Above ground, osmosis also occurs on the leaves and other parts of the plants. For you to understand this process, imagine a container filled with water. It has a semi-permeable membrane that separates the water into two sections.

On either side, water molecules are in constant motion. They bump into each other or the surface of the container and the membrane. The total force exerted by the collisions is called pressure. Because there are tiny openings on the barrier, some molecules pass through one side to the other and vice versa.

Now, imagine if you were to add a substance to one side of the container. Salt, for example. That side would now have more particles (salt and water molecules). Assume that the salt molecules are too large to pass through the tiny holes. In this scenario, there will now be fewer water molecules passing to the side that only contain pure water. On the contrary, the salted side would receive more water molecules.

Based on the above example, osmosis, thus, can be defined as the net movement of molecules from a region of lower solute concentration to a region of higher concentration.

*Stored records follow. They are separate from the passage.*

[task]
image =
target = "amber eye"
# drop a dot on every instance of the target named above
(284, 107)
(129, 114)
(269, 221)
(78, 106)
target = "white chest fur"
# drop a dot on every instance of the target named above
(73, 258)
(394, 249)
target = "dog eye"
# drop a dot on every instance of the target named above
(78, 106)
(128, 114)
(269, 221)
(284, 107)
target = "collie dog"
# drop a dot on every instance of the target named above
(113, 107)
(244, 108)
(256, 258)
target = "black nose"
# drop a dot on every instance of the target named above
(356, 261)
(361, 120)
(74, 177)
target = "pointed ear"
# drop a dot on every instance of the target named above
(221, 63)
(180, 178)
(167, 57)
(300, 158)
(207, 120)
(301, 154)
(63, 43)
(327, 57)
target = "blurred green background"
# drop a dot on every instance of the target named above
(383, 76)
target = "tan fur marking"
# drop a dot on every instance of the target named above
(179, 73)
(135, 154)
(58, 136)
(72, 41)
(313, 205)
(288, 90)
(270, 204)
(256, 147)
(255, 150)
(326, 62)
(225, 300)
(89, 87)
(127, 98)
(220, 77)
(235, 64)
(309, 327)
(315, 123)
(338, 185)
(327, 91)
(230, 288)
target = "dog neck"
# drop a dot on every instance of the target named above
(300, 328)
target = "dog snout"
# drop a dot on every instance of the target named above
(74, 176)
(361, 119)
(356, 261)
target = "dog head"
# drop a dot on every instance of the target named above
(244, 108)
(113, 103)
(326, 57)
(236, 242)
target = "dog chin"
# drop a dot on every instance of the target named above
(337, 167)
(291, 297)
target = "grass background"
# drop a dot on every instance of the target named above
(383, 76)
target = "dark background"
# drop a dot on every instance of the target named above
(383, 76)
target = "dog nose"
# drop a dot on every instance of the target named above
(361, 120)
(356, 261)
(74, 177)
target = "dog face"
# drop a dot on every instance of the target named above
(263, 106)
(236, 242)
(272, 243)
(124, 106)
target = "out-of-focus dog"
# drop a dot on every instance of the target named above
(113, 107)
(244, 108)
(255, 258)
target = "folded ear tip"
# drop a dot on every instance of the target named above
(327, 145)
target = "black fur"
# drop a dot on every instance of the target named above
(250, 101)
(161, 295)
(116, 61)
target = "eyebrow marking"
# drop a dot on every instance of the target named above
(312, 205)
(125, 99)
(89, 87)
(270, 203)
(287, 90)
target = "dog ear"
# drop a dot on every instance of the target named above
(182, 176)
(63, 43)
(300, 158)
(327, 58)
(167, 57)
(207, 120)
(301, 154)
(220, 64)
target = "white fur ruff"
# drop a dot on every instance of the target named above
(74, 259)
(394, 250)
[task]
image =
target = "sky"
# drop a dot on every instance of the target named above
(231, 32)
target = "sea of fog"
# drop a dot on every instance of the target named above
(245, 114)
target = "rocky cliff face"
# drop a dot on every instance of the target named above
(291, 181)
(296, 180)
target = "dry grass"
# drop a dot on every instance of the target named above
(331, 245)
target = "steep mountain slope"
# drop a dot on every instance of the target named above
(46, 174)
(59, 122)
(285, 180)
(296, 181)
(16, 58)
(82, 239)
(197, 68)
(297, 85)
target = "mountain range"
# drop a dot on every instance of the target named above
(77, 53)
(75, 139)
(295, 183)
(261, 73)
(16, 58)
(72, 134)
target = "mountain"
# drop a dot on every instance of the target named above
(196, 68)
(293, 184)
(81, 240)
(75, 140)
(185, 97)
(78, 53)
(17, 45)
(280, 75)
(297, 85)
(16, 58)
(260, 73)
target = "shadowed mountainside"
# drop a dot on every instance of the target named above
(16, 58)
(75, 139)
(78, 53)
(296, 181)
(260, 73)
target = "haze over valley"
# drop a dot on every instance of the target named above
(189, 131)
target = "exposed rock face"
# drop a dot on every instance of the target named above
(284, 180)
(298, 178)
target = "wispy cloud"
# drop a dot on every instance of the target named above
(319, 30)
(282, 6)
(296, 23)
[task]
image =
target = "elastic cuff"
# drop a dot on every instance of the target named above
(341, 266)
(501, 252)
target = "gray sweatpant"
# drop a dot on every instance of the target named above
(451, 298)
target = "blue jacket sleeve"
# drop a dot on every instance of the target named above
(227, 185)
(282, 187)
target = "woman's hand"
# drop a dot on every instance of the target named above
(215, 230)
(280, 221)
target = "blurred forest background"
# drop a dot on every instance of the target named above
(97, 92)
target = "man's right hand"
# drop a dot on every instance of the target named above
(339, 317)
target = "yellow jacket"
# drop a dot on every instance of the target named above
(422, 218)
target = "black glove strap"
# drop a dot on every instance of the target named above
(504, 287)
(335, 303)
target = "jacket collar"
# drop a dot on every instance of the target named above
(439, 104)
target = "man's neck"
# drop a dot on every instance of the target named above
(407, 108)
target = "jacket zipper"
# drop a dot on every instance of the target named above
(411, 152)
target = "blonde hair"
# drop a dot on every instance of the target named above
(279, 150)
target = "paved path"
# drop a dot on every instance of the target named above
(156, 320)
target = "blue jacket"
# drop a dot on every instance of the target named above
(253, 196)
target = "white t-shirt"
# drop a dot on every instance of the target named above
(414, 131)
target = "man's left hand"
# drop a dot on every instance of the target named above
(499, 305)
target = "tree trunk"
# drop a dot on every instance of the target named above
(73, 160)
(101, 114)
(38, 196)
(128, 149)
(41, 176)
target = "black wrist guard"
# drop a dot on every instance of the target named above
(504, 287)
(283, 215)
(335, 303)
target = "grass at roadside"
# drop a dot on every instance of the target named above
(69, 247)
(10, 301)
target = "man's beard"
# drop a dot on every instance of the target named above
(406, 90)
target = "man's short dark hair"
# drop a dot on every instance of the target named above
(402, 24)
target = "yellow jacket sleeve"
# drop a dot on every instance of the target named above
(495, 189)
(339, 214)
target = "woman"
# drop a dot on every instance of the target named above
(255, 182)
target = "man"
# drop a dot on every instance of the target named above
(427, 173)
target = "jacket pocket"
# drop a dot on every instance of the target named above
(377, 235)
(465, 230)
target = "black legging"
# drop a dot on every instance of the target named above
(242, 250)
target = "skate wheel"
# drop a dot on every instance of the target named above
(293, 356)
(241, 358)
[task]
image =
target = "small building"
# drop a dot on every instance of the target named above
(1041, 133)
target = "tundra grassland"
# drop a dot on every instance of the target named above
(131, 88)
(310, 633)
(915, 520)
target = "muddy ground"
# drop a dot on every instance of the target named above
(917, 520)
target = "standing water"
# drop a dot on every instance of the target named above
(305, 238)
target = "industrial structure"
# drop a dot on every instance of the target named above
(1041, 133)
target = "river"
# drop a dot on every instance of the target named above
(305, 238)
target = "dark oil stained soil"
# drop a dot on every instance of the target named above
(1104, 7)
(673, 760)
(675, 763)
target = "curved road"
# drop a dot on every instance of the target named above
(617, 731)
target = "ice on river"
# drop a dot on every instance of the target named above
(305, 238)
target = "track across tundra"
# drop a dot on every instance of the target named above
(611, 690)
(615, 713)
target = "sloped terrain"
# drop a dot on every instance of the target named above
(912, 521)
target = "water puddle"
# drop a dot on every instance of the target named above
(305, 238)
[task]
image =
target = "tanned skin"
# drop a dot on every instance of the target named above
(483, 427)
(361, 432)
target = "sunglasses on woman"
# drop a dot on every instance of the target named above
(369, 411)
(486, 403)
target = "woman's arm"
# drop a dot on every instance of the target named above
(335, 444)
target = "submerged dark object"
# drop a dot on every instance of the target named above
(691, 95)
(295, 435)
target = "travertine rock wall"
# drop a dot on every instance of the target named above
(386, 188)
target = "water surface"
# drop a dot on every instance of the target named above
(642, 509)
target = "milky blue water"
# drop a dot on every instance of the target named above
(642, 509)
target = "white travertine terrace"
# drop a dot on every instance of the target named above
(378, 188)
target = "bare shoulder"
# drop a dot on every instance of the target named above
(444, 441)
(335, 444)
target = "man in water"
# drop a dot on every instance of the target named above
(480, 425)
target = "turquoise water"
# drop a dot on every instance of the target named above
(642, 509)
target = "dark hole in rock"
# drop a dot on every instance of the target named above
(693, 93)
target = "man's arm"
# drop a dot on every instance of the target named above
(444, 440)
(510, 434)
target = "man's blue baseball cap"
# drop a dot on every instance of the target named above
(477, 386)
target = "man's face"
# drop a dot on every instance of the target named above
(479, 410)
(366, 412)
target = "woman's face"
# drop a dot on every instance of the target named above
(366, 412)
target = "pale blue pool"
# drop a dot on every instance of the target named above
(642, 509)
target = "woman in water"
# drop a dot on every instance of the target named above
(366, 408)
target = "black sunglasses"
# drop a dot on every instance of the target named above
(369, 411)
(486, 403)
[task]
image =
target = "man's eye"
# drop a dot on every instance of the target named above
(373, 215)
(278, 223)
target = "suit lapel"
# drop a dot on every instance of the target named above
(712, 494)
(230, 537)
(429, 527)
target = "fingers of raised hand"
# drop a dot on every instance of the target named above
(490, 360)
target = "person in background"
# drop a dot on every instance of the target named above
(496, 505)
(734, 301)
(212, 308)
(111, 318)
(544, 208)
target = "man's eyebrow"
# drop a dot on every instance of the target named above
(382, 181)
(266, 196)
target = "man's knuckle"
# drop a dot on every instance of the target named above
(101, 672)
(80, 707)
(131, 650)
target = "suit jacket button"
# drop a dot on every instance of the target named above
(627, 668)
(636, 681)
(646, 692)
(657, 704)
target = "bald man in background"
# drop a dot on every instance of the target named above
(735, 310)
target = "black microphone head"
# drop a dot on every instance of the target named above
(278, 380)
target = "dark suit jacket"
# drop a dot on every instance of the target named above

Cell saps have a higher solute concentration, so water from the soil moves into the root hairs. That also happens on the surface when the leaves absorb moisture from the air through open stomata.


Marijuana plants comprise up to 90% water. Through transpiration, they lose water to the atmosphere. Meanwhile, beneath the ground, the root system continues to grow and spread all over. As water leaves the plants, a suction effect is created, resulting in nutrients that are in contact with the roots being absorbed and transported up to the leaves.

As you can see, it is not like the plants can determine which nutrients to absorb. It is why you should be mindful of using the right nutrient mixture, ratio, and dosage to avoid nutrient burns.

A Beautiful Thing: Photosynthesis and Osmosis

When talking about water and nutrients – and how plants absorb them, it is impossible to disregard light, CO2, and photosynthesis. Quite simply, they are intertwined, and the processes in which it works is a thing of beauty.

Light drives photosynthesis. But for that process to happen, the other ingredients must also be available. As you learned, the plants could absorb moisture and CO2 from the atmosphere through stomata. It is also through those openings that the plants lose water and expel unused oxygen. Ensure you maintain a good watering schedule for your cannabis plants throughout the grow cycle.

Meanwhile, through osmosis, the plants can keep themselves hydrated, absorbing water. But as they try to keep their temperature in check, the loss of water above ground causes a suction effect that results in the roots absorbing minerals from the soil.

Poetry in motion. That is the best way to describe all those parts involved, their individual roles and functions, all meshing together to do one thing – create sugars. It is food for them to grow – to keep developing more stems and leaves as they increase in mass. More importantly, that turns into bud and THC production once the bloom stage begins.